Ilya Gringolts plays the Arensky Concerto as though it is a blazing masterpiece. In a recording in which he is backed to the hilt by Ilan Volkov and the BBC Scottish Symphony Orchestra, and immaculately engineered by Simon Eadon and Will Brown, the listener is buoyed aloft on the tide of Arensky’s inspiration in a way that even Sergei Stadler (Manchester Classical Gallery, 1986) and Alexander Trostiansky (Chandos, 1997) cannot quite equal – Aaron Rosand’s glorious 1973 account for Vox is also well worth tracking down. In the wrong hands, Arensky can sound earnestly reliable rather than truly inspired, yet Gringolts ensures that every note rings true as part of a compelling emotional journey, especially during the pedal-pointed secondary material, which here activates the goose-flesh on contact.

It is somewhat ironic that despite being a notable composer in his own right, Taneyev is principally remembered today for completing Tchaikovsky’s Third Piano Concerto and as the dedicatee of Rachmaninoff’s Second Symphony.
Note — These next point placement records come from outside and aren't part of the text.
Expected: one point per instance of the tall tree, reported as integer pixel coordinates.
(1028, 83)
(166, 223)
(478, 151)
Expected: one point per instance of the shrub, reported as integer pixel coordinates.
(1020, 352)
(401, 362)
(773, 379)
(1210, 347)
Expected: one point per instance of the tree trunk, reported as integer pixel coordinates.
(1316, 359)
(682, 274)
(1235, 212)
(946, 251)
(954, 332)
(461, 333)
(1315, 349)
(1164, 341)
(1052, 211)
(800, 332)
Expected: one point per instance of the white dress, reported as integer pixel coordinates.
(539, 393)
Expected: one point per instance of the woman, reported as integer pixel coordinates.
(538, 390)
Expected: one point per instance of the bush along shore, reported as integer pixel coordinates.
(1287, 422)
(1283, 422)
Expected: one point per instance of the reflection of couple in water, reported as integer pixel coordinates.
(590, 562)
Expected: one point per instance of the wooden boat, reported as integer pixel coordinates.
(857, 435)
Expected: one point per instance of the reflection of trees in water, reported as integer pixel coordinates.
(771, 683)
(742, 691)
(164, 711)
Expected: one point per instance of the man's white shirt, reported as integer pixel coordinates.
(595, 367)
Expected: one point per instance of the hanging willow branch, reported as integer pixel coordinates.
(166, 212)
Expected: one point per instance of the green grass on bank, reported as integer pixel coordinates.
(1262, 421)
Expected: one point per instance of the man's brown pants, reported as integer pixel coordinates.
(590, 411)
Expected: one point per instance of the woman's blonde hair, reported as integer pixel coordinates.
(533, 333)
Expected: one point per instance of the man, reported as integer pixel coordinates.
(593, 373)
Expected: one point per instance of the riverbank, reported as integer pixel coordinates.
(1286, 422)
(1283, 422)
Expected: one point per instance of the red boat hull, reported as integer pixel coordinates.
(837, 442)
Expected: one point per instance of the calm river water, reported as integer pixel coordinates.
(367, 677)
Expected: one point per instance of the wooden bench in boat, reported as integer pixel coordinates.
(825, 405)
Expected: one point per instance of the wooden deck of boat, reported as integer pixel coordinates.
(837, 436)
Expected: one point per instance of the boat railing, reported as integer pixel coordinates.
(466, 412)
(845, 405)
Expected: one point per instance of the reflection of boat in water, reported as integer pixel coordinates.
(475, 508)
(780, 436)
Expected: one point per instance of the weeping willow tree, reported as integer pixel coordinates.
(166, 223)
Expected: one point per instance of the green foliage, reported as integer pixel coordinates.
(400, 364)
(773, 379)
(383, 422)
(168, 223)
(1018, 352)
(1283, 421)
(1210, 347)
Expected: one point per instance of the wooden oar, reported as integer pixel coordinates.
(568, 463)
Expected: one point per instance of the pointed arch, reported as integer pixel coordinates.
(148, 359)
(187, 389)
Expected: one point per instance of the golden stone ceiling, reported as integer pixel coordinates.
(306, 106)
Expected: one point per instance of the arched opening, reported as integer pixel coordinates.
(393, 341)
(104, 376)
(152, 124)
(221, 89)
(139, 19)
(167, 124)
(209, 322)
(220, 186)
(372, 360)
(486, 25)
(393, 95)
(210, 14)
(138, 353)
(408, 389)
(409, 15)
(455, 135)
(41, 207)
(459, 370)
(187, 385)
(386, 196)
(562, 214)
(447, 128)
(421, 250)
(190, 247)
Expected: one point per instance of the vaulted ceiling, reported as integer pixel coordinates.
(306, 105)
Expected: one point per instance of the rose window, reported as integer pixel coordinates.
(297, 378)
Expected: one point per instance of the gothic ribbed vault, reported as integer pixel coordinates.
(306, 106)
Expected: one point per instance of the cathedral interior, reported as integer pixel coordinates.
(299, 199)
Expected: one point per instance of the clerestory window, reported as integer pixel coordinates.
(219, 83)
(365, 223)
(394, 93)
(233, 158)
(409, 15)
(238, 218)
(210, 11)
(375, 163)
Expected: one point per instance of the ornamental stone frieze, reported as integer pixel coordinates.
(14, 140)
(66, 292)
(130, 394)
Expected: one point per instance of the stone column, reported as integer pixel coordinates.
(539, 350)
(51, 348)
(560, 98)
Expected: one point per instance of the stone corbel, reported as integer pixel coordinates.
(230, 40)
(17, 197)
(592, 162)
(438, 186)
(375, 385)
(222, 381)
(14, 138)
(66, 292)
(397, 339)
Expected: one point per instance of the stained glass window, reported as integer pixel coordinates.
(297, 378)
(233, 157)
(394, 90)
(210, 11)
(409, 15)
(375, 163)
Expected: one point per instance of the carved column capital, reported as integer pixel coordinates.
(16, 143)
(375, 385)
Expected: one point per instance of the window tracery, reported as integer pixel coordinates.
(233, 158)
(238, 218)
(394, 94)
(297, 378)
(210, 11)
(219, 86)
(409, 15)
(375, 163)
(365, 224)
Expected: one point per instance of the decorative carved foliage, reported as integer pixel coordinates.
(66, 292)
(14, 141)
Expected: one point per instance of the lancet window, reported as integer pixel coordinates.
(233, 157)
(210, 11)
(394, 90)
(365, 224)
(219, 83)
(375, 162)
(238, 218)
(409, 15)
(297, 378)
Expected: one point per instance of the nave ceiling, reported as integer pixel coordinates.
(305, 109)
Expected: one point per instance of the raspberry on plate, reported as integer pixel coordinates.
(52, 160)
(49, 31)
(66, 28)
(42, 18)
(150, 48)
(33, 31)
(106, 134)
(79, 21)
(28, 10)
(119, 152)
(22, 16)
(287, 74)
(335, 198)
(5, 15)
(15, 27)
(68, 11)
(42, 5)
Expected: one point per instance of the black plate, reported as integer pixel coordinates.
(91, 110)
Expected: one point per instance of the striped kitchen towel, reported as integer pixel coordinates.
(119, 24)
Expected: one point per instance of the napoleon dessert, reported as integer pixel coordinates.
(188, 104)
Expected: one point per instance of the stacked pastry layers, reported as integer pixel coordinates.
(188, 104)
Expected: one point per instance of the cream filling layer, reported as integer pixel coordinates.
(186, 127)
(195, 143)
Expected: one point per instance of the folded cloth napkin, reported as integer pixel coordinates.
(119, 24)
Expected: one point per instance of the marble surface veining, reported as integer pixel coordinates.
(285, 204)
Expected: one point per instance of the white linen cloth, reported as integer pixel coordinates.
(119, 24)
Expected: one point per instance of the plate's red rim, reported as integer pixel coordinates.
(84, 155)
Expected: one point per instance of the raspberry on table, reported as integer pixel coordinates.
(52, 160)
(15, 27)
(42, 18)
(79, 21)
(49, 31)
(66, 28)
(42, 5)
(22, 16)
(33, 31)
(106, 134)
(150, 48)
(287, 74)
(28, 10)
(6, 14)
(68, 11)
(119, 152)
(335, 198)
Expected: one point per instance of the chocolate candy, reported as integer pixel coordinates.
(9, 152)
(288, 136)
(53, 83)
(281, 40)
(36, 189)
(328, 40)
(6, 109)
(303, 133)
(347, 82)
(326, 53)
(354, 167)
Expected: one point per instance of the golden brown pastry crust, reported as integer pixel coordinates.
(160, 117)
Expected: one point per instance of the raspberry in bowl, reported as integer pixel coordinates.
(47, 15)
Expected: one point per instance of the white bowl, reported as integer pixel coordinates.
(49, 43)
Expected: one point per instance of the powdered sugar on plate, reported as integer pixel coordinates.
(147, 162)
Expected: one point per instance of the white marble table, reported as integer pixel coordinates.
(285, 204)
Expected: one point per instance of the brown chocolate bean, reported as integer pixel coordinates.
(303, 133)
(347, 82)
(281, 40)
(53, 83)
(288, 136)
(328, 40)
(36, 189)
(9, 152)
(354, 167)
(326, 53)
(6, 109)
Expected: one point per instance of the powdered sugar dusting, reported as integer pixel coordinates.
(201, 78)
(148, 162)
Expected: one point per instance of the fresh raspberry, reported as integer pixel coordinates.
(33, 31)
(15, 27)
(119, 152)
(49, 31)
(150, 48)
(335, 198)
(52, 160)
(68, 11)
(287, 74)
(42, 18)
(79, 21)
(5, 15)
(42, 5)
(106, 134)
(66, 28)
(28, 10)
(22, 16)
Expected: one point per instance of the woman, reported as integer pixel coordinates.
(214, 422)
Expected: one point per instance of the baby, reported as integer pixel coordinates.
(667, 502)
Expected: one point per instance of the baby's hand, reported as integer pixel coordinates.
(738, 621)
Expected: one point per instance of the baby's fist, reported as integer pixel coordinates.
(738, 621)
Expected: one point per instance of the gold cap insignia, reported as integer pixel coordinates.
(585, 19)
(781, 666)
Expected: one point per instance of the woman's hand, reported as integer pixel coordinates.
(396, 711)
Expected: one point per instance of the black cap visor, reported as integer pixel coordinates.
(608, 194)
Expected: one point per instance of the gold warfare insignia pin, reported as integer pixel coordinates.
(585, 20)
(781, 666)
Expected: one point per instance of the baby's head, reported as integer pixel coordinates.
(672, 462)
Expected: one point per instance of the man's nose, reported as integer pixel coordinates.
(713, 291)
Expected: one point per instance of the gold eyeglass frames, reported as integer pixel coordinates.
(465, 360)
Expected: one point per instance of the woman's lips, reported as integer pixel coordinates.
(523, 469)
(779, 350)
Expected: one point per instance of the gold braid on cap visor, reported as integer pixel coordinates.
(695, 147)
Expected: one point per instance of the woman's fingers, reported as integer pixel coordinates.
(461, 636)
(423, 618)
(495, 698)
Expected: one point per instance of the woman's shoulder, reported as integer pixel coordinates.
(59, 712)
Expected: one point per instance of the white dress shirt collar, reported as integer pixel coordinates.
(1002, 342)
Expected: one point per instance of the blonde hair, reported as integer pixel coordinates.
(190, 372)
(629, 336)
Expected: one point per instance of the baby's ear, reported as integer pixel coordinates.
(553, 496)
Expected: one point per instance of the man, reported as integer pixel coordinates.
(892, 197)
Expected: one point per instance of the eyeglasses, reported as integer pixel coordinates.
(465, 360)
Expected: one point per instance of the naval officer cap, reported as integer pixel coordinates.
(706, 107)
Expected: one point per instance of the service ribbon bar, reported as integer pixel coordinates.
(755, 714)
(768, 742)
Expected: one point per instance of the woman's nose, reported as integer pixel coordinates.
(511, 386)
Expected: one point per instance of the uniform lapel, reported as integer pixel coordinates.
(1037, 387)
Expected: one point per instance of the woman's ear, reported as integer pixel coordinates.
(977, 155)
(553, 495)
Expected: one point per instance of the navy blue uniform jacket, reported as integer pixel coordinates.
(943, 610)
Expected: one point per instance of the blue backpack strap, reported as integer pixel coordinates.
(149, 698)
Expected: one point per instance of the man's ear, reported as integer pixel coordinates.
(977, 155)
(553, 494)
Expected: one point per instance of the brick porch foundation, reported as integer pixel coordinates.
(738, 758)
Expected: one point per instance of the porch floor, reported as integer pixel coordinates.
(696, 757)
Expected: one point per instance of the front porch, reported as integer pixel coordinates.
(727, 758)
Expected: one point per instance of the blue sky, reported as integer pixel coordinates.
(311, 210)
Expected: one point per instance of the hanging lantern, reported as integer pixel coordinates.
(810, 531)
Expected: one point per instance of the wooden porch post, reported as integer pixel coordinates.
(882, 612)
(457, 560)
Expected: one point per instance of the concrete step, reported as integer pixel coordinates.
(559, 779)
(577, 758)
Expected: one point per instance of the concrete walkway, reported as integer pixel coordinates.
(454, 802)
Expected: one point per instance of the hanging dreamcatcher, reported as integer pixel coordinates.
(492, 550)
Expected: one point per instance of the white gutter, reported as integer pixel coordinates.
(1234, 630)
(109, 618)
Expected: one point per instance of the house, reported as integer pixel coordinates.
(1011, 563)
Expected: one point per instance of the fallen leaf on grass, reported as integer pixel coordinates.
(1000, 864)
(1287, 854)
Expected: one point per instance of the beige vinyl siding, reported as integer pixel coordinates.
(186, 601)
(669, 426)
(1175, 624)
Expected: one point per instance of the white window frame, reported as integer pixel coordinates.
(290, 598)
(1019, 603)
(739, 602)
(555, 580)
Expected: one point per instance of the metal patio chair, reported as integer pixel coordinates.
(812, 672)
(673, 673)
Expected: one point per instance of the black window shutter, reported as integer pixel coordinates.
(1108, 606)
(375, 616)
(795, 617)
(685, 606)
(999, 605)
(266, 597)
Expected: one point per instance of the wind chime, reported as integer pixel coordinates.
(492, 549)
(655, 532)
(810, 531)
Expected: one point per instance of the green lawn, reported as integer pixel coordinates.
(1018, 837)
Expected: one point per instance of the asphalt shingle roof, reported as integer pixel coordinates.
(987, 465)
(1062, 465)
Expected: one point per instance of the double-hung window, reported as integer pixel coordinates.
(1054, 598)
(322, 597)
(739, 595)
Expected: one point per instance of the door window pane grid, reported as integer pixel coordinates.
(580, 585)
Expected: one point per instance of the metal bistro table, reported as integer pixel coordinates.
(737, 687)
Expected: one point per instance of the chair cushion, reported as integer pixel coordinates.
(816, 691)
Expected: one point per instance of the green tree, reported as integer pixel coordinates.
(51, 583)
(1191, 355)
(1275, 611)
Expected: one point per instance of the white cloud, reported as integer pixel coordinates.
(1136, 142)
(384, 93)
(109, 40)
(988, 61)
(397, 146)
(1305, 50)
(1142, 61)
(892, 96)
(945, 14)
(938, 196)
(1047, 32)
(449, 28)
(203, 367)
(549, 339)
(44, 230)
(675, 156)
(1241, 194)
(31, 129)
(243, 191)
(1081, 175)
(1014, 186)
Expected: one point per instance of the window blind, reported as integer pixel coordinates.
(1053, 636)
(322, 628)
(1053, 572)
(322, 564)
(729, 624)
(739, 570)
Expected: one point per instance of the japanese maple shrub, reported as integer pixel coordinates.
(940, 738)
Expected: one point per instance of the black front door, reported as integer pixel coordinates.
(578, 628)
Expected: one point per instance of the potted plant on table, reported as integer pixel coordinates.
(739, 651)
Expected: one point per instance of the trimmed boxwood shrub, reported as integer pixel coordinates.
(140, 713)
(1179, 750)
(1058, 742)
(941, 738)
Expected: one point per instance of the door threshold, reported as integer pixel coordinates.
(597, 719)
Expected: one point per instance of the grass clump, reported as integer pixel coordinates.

Unlike Arensky and Mussorgsky, whose wildest imaginings were fuelled by alcohol, the abstemious Taneyev was a solid musical architect who worked methodically within well-tried and tested parameters. For many years, the five-movement Suite maintained a place on the outer fringes of the repertoire, thanks largely to David Oistrakh’s classic 1955 EMI recording, while subsequent accounts by Jaakko Kuusisto (Ondine, 2000) and Lydia Mordkovitch (Chandos, 2008) relish the score’s Romantic opulence to telling effect. In terms of his tonal litheness and majestic precision, Gringolts lies closest to Oistrakh, although his relatively small-scale sound possesses a quicksilver purity that is uniquely beguiling.